Metadata-Version: 2.1
Name: pyProcessAutom
Version: 1.4.4
Summary: A data preprocessing library
Home-page: UNKNOWN
Author: Aryan Sakhala
License: UNKNOWN
Platform: UNKNOWN
Description-Content-Type: text/markdown
Requires-Dist: pandas
Requires-Dist: scikit-learn

Data Preprocessing Library
This library provides a set of functions for preprocessing data in pandas DataFrames.

Installation
You can install this package using pip:

```
pip install pyProcessAutom
```
# Usage
To use this library, simply import the DataPreprocessor class from the data_preprocess module and instantiate it with a pandas DataFrame. You can then call various methods of the DataPreprocessor class to preprocess the data.

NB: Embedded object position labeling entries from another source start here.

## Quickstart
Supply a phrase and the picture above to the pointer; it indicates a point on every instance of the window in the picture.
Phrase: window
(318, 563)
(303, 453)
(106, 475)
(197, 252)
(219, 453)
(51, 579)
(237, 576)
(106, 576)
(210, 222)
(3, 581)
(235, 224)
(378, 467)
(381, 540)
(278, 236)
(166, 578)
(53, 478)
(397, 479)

Here's an example of how to use this library:
```
import pandas as pd
from auto_preprocess.data_preprocess import DataPreprocessor

# Load data into a pandas DataFrame
df = pd.read_csv("my_data.csv")

# Preprocess the data using the DataPreprocessor class
preprocessor = DataPreprocessor(df)
preprocessor.remove_outliers()
preprocessor.scale(scaler_type='standard')
preprocessor.label_encode()
preprocessor.impute(method='mean')
preprocessor.drop()
preprocessed_df = preprocessor.df
```
# Use the preprocessed data as needed
Functions
This library provides the following functions for preprocessing data:

* remove_outliers(): Removes outliers from all numeric columns in the DataFrame.
* scale(scaler_type): Scales all numeric columns in the DataFrame using either a standard scaler or a min-max scaler.
* label_encode(): Encodes all columns with binary categories using label encoding.
* impute(method): Fills all columns with less than 10% NaN values with either the mean, median, or mode, as specified by the user.
* drop(): Drops all columns with more than 30% NaN values from the DataFrame.
License

This project is licensed under the MIT License - see the LICENSE.txt file for details.